Investors preparing to buy into SpaceX's initial public offering are getting an early warning that future deals could reduce their ownership stake.
“We may assume unexpected obligations or incur costs associated with acquired businesses, including litigation, regulatory compliance, environmental liabilities, or contractual disputes, which could result in material losses or divert management focus from ongoing operations,” SpaceX wrote.
However, those additions have come with high costs. SpaceX reported $18.67 billion in revenue during 2025 and a $2.59 billion operating loss. Its AI division posted $6.36 billion in operating losses during the year, while Starship research and development consumed roughly $3 billion.
The company also said accidents and equipment failures on the ground could pose an additional financial risk.

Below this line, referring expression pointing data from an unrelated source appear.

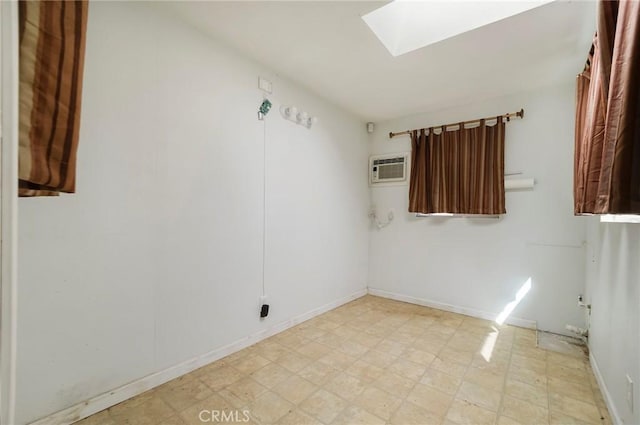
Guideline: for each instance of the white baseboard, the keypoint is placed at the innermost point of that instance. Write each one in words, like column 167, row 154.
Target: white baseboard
column 523, row 323
column 118, row 395
column 615, row 417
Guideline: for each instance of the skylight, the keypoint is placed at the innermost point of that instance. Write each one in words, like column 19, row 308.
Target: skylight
column 406, row 25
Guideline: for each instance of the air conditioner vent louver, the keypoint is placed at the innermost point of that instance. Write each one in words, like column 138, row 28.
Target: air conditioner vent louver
column 390, row 168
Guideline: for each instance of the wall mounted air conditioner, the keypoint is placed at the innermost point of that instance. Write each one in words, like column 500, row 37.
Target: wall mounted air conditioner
column 388, row 169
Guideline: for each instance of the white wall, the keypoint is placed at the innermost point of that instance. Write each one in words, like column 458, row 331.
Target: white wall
column 480, row 264
column 157, row 258
column 613, row 268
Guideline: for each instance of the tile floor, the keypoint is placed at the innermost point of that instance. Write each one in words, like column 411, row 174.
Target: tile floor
column 377, row 361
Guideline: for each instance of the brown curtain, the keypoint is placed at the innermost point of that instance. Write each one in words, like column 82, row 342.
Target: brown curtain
column 607, row 144
column 52, row 44
column 459, row 171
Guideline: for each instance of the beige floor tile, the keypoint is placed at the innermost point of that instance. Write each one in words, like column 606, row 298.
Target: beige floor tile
column 586, row 412
column 180, row 394
column 269, row 407
column 353, row 349
column 221, row 377
column 378, row 402
column 319, row 373
column 464, row 413
column 408, row 369
column 242, row 392
column 462, row 356
column 375, row 360
column 250, row 363
column 367, row 340
column 524, row 412
column 480, row 396
column 527, row 376
column 567, row 360
column 298, row 417
column 174, row 420
column 270, row 350
column 327, row 324
column 337, row 360
column 295, row 389
column 430, row 399
column 331, row 339
column 533, row 394
column 311, row 333
column 559, row 418
column 530, row 351
column 291, row 339
column 215, row 403
column 505, row 420
column 394, row 384
column 441, row 381
column 271, row 375
column 313, row 350
column 567, row 373
column 493, row 380
column 410, row 414
column 100, row 418
column 449, row 366
column 346, row 386
column 323, row 406
column 529, row 363
column 379, row 359
column 391, row 347
column 364, row 371
column 430, row 343
column 294, row 362
column 355, row 415
column 149, row 412
column 419, row 356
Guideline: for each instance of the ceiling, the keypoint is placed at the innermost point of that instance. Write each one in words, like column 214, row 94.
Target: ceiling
column 326, row 47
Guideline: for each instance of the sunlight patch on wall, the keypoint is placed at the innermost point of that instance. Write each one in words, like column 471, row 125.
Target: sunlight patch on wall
column 522, row 292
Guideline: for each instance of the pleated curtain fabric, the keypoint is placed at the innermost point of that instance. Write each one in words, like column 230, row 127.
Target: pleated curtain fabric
column 459, row 171
column 607, row 144
column 52, row 46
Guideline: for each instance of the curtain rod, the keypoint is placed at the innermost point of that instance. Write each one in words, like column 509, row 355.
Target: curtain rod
column 519, row 114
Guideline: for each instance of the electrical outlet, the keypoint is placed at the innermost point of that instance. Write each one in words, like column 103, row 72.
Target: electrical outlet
column 630, row 393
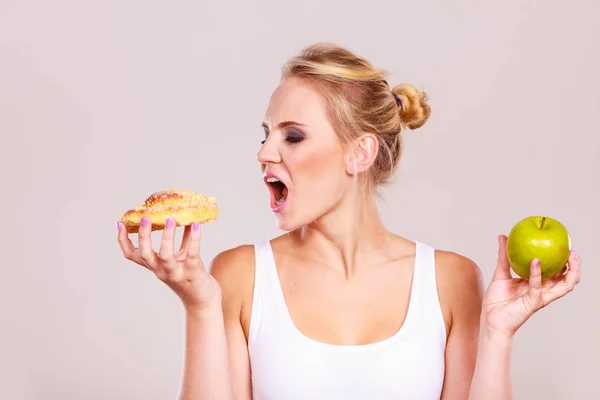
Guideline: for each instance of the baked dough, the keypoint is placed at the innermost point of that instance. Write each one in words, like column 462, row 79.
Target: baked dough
column 184, row 206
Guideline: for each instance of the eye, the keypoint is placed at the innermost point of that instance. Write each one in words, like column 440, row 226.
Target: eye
column 294, row 137
column 266, row 136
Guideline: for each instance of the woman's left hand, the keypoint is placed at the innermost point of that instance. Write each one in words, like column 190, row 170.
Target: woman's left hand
column 509, row 302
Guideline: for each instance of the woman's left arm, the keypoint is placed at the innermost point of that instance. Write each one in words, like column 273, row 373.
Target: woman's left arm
column 508, row 303
column 482, row 325
column 461, row 290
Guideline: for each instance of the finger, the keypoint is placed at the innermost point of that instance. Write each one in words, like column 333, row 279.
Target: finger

“Our operations also involve significant risks during pre-launch preparation. Launch vehicles and satellites can be damaged or destroyed during transport, fueling, integration, or ground testing,” SpaceX wrote. “Furthermore, the early retirement or inoperability of satellites or related infrastructure may require us to accelerate depreciation or recognize impairment charges, thereby adversely affecting our business, financial condition, results of operations, and future prospects.”
With the filings, Musk is expected to retain control of SpaceX after the IPO. After the IPO, public investors in SpaceX will receive Class A shares with one vote each, while Musk's Class B shares carry 10 votes apiece, giving Musk control over major corporate decisions.